GK110 itself is a bit of a complex beast that we’ll get into more detail about later this week, but for now we’ll quickly touch upon some of the features that make GK110 the true successor to GF110. First and foremost of course, GK110 has all the missing features that GK104 lacked – ECC cache protection, high double precision performance, a wide memory bus, and of course a whole lot of CUDA Cores. Because GK110 is still in the lab NVIDIA doesn’t know what will be viable to ship later this year, but as it stands they’re expecting triple the double precision performance of Tesla M2090, with this varying some based on viable clockspeeds and how many functional units they can ship enabled. Single precision performance should also be very good, but depending on the application there’s a decent chance that K10 could beat K20, at least in the type of applications that are well suited for GK104’s limitations.
As it stands a complete GK110 is composed of 15 SMXes – note that these are similar but not identical to GK104 SMXes – bound to 1.5MB of L2 cache and a 384bit memory bus. GK110 SMXes will contain 192 CUDA cores (just like GK104), but deviating from GK104 they will contain 64 CUDA FP64 cores (up from 8, which combined with the much larger SMX count is what will make K20 so much more powerful at double precision math than K10. Of interesting note, NVIDIA is keeping the superscalar dispatch method that we first saw in GF104 and carried over to GK104, so unlike Fermi Tesla products, compute performance on K20 is going to be a little more erratic as a result of the fact that maximizing SMX utilization will require a high degree of both TLP and ILP.

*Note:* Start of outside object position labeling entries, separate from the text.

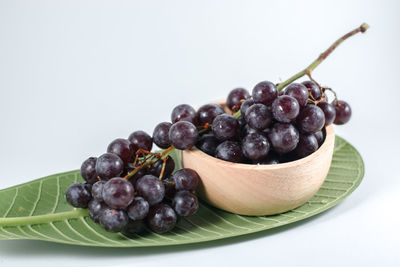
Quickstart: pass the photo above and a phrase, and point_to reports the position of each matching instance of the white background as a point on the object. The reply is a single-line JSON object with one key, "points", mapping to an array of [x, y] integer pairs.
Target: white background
{"points": [[74, 75]]}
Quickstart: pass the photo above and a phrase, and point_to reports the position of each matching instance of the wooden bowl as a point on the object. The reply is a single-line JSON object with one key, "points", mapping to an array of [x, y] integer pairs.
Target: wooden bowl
{"points": [[260, 189]]}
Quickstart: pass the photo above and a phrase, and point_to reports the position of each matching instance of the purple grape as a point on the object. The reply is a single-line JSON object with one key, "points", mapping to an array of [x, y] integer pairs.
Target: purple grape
{"points": [[229, 151], [255, 146], [161, 218], [185, 203], [329, 111], [186, 179], [118, 193], [258, 116], [88, 170], [183, 135], [285, 108], [139, 209], [161, 135], [343, 112], [311, 119], [208, 112], [109, 165], [283, 137], [184, 112], [141, 139], [151, 189], [78, 195], [226, 127], [265, 93], [122, 148], [299, 92]]}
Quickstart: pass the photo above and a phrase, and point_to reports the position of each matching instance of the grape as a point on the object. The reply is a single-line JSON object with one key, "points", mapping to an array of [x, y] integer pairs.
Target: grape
{"points": [[78, 195], [226, 127], [265, 93], [319, 136], [184, 112], [151, 189], [118, 193], [343, 112], [161, 135], [97, 190], [313, 89], [88, 170], [207, 113], [255, 146], [156, 168], [114, 220], [307, 145], [208, 144], [185, 203], [283, 137], [299, 92], [311, 119], [186, 179], [139, 209], [258, 116], [161, 218], [245, 105], [141, 139], [109, 165], [96, 208], [329, 111], [183, 135], [285, 108], [229, 151], [122, 148]]}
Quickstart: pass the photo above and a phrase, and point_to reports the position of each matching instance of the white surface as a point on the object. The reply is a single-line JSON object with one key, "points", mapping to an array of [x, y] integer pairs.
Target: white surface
{"points": [[74, 75]]}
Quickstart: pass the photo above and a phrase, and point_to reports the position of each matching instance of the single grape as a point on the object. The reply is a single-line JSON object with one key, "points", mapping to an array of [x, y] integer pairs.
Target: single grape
{"points": [[161, 218], [343, 112], [161, 135], [141, 139], [208, 112], [118, 193], [235, 96], [208, 144], [88, 170], [184, 112], [283, 137], [299, 92], [329, 111], [78, 195], [183, 135], [151, 189], [113, 220], [258, 116], [245, 105], [122, 148], [313, 90], [96, 208], [226, 127], [109, 165], [186, 179], [139, 209], [255, 146], [307, 145], [311, 119], [97, 190], [185, 203], [229, 151], [265, 93], [285, 108], [156, 168]]}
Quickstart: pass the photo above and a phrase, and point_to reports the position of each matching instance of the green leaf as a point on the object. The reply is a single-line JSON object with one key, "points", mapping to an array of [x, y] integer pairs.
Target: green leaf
{"points": [[38, 210]]}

Along with the slew of new features native to the Kepler family and some new Kepler family compute instructions being unlocked with CUDA 5, GK110/K20 will be bringing with it two major new features that are unique to just GK110: Hyper-Q and Dynamic Parallelism. We’ll go over both of these in depth in the near future with our look at GK110, but for the time being we’ll quickly touch on what each of them does.
Hyper-Q is NVIDIA’s name for the expansion of the number of work queues in the GPU. With Fermi NVIDIA’s hardware only supported 1 hardware work queue, whereas GK110 will support 32 work queues. The important fact to take away from this is that 1 work queue meant that Fermi could be under occupied at times (that is, hardware units were left without work to do) if there wasn’t enough work in that queue to fill every SM, even with parallel kernels in play. By having 32 work queues to select from, GK110 can in many circumstances achieve higher utilization by being able to put different program streams on what would otherwise be an idle SMX.
The other major new feature here was Dynamic Parallelism, which is NVIDIA’s name for the ability for kernels to be able to dispatch other kernels. With Fermi only the CPU could dispatch a new kernel, which incurs a certain amount of overhead by having to communicate back and forth with the CPU. By giving kernels the ability to dispatch their own child kernels, GK110 can both save time by not having to go back to the GPU, and in the process free up the CPU to work on other tasks.
Wrapping things up, there are a few other features new to GK110 such as a new grid management unit, RDMA, and a new ISA encoding scheme, all of which are intended to further improve NVIDIA’s compute performance, both over Fermi and even GK104. But we’ll save these for another day when we look at GK110 in depth.